Clary,

Despite everything, I can't bear the thought of this ring being lost forever, any more then I can bear the thought of leaving you forever. And though I have no choice about the one, at least I can choose about the other. I'm leaving you our family ring because you have as much right to it as I do.
I'm writing this watching the sun come up. You're asleep, dreams moving behind your restless eyelids. I wish I knew what you were thinking. I wish I could slip into your head and see the world the way you do. I wish I could see myself the way you do. But maybe I dont want to see that. Maybe it would make me feel even more than I already do that I'm perpetuating some kind of Great Lie on you, and I couldn't stand that.
I belong to you. You could do anything you wanted with me and I would let you. You could ask anything of me and I'd break myself trying to make you happy. My heart tells me this is the best and greatest feeling I have ever had. But my mind knows the difference between wanting what you can't have and wanting what you shouldn't want. And I shouldn't want you.

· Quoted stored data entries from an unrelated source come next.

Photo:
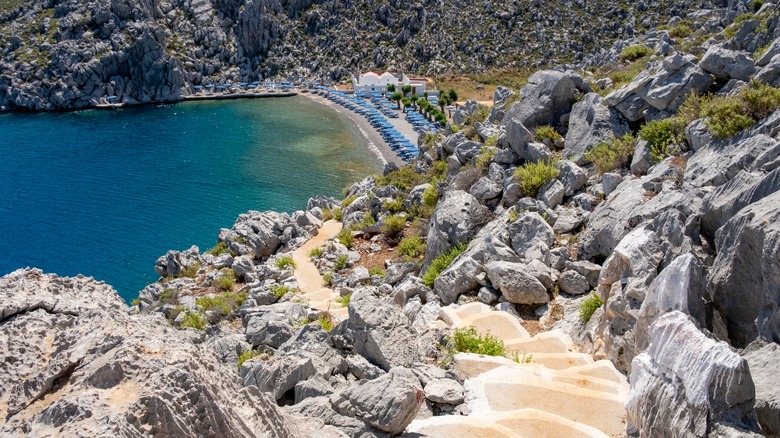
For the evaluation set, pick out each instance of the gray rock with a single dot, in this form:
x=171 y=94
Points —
x=457 y=219
x=572 y=176
x=610 y=181
x=662 y=89
x=763 y=370
x=547 y=96
x=573 y=283
x=515 y=283
x=712 y=385
x=529 y=233
x=551 y=193
x=381 y=332
x=397 y=271
x=388 y=403
x=444 y=391
x=744 y=280
x=100 y=369
x=727 y=64
x=590 y=124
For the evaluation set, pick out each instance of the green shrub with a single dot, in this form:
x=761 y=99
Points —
x=412 y=246
x=442 y=262
x=348 y=201
x=589 y=306
x=394 y=205
x=393 y=226
x=403 y=179
x=681 y=30
x=341 y=262
x=532 y=176
x=220 y=248
x=468 y=340
x=345 y=237
x=279 y=290
x=613 y=154
x=190 y=271
x=285 y=262
x=344 y=301
x=194 y=320
x=547 y=132
x=632 y=53
x=660 y=134
x=430 y=196
x=223 y=304
x=245 y=356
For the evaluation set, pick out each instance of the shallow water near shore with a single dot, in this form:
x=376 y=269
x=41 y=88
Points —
x=105 y=193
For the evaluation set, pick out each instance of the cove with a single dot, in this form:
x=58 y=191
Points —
x=105 y=193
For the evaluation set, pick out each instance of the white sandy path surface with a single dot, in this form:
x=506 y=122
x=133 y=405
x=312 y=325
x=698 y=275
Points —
x=310 y=282
x=378 y=145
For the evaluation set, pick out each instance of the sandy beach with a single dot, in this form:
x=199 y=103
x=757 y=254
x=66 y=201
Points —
x=375 y=141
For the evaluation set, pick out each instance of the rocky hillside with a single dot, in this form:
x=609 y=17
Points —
x=60 y=54
x=596 y=254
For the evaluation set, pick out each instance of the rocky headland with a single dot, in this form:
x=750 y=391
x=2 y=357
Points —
x=597 y=254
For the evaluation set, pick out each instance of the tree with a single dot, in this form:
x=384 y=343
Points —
x=452 y=95
x=396 y=97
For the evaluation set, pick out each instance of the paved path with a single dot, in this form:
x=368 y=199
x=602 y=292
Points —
x=560 y=393
x=310 y=282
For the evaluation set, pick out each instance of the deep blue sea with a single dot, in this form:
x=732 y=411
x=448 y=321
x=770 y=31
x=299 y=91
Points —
x=105 y=193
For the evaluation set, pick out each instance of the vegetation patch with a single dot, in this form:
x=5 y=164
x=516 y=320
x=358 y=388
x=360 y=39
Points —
x=613 y=154
x=589 y=306
x=442 y=262
x=532 y=176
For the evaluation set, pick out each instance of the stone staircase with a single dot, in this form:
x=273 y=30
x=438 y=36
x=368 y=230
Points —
x=310 y=282
x=560 y=393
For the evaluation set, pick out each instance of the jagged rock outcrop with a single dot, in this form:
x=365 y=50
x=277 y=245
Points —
x=73 y=357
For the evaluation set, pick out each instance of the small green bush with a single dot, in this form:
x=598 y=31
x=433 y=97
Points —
x=660 y=134
x=547 y=132
x=411 y=246
x=611 y=155
x=220 y=248
x=190 y=271
x=285 y=262
x=393 y=226
x=532 y=176
x=280 y=290
x=194 y=320
x=589 y=306
x=632 y=53
x=442 y=262
x=344 y=301
x=468 y=340
x=245 y=356
x=341 y=262
x=394 y=205
x=430 y=196
x=345 y=237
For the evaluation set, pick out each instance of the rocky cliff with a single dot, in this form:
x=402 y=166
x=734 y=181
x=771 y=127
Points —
x=74 y=54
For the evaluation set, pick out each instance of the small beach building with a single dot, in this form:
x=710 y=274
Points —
x=370 y=81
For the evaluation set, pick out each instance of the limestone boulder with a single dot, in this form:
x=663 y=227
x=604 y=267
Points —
x=591 y=123
x=687 y=382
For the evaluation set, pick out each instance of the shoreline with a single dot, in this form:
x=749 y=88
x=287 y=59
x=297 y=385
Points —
x=375 y=142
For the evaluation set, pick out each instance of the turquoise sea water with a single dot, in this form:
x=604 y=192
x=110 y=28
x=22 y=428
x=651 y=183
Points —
x=104 y=193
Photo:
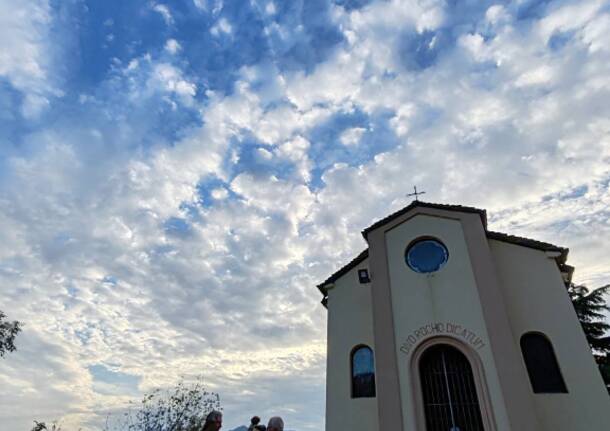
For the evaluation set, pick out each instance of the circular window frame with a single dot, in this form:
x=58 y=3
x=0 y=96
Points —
x=422 y=239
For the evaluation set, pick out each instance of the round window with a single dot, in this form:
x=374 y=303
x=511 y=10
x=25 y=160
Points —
x=426 y=255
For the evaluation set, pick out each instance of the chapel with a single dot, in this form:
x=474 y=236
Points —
x=444 y=325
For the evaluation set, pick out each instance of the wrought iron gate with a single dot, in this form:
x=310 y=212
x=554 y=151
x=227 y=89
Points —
x=449 y=391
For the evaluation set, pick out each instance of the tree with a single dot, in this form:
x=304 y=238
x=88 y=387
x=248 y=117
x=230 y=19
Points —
x=8 y=332
x=183 y=408
x=590 y=307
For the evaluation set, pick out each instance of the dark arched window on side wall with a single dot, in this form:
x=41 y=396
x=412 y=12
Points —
x=541 y=363
x=363 y=372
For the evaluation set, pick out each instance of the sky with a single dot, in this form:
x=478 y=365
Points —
x=176 y=177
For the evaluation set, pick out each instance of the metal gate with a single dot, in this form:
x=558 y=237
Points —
x=449 y=392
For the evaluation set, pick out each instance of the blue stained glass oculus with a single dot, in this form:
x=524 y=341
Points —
x=426 y=256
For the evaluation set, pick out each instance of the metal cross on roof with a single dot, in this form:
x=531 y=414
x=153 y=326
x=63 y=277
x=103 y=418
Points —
x=415 y=193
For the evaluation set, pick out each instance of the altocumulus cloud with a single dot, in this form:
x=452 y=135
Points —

All night I've watched you sleeping, watched the moonlight come and go, casting its shadows across your face in black and white. I've never seen anything more beautiful. I think of the life we could have had if things were different, a life where this night is not a singular event, separate from everything else that's real, but every night. But things aren't different, and I can't look at you without feeling like I've tricked you into loving me.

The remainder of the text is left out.